Philpott would run a drive to block the confirmation by the state Senate through circulating a petition to faculty and students and providing backgrounds of the candidates to senators. Subsequently, the Senate confirmed the appointments before Philpott could gather a quorum, which included 15% of the faculty, to vote on a resolution against the appointments. Philpott would later claim that many members had not voted on the quorum due to fears of political repercussions.

==Research into child prostitution==
Philpott's research into child prostitution began in 1979, following a film John Kellis, a student of his, had created titled Boys for Sale. After Philpott watched the film, he began spending weekends observing and interviewing boy hustlers in Houston. During this time, Philpott said his children had been followed and that prominent, wealthy men involved in youth prostitution had been spying on him and sending individuals to provoke him into violent confrontations.

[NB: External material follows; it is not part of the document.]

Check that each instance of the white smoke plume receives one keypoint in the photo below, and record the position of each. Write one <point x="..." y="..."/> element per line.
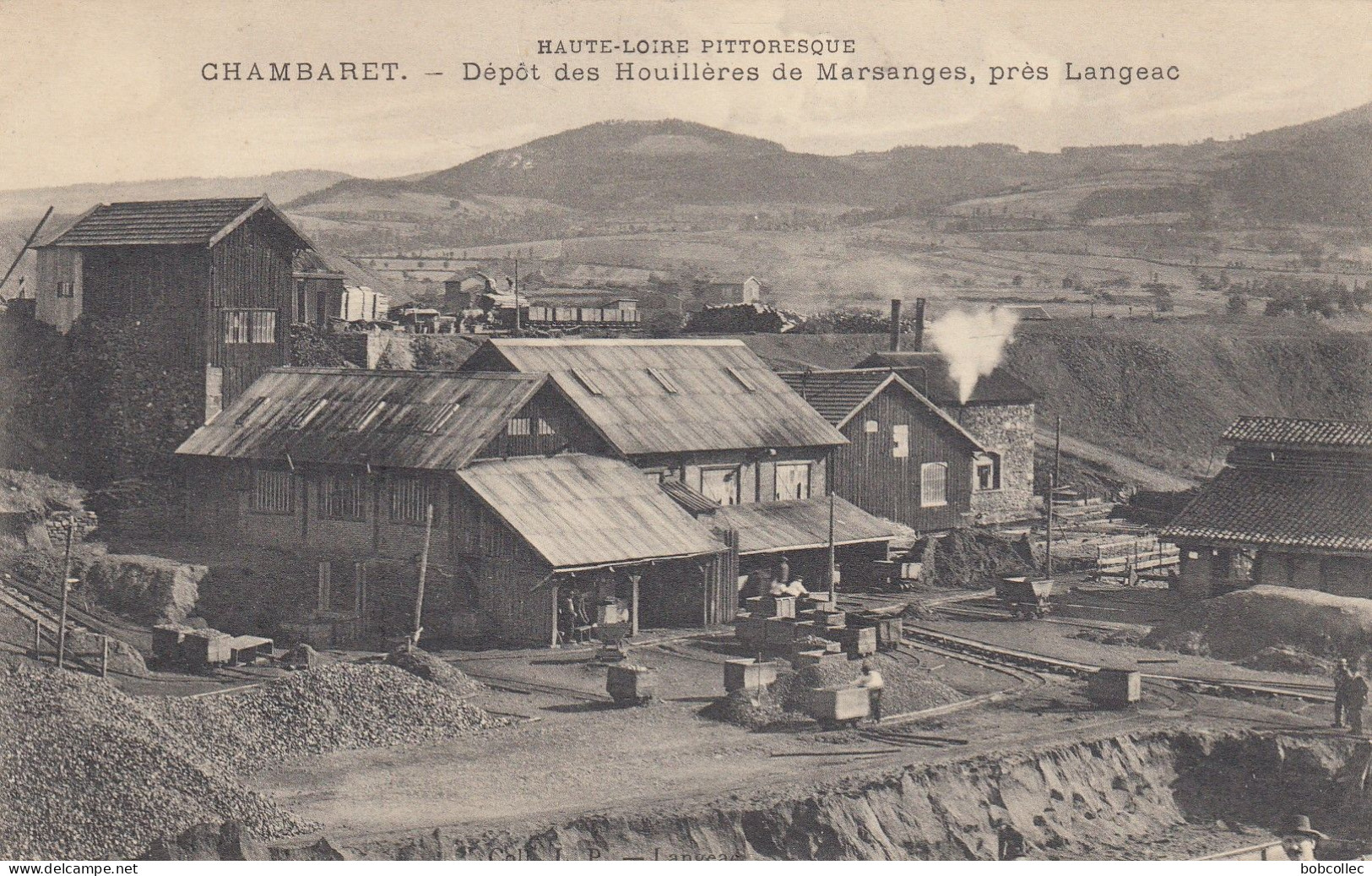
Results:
<point x="973" y="342"/>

In October 1981, Boys for Sale (separate from Kellis' film) aired under the program Alternative Views and starred Philpott. It was a two-part series on the abuse of male youths in prostitution. Philpott claimed that he found abuse of children frequently resulting in death, estimating that thousands of youths were killed annually as a result. He also claimed many of the men involved were at high levels of the United States government and corporations.

In 1982, Philpott would mention in a newspaper article: "Their alternatives are to go to petty crime; somehow to find work that can support a child; go to authorities, who don't have the facilities for children: or do this [prostitution]. This is the easiest, and it's the most lucrative." Philpott would state in another publication that investigated homeless youths in Texas: "A lot of boys who run away from home head for Texas the way other people stream for Texas."

On October 27, 1981, Philpott received a gunshot wound to his shoulder. He claimed that two intruders broke into his apartment and shot him with his .38-caliber automatic pistol that he kept on a shelf beside his bed. According to Philpott, the incident was in response to his investigations into organized child prostitution. Philpott also believed that the attack was meant to discredit his work by giving the impression to the public that he had committed suicide. Austin police believed that he had shot himself as a publicity stunt and stopped the investigation after Philpott declined to take a polygraph. He claimed that he refused because he was manic-depressive, and he felt manic-depressives did not test reliably.

In January 1985, Philpott was arrested outside of his apartment complex for impersonating a police officer. Philpott notified police earlier in the day that he believed individuals inside one of the apartments had been abusing two children, aged 2 and 4. After he notified police, Philpott knocked on the tenant's door and told the woman who answered that he was a police officer. Philpott would ask the woman and children to leave the apartment. When police arrived, Philpott was arrested for unlawfully carrying a weapon, as a .32 caliber automatic pistol was found in the waistband of his pants. While in custody, he would be charged with impersonating a police officer and received a $5,000 fine. Philpott would be released on a $500 bail and on personal recognizance. No charges were filed against the tenants for child abuse.

==Personal life suicide==

His son, Tommy Philpott, majored in history at UT, was a lecturer at an Austin Community College, and was the co-founder of the left-wing publication Polemicist.

On October 9, 1991, Philpott died in his home in Austin, Texas, from a self-inflicted gunshot wound to the chest.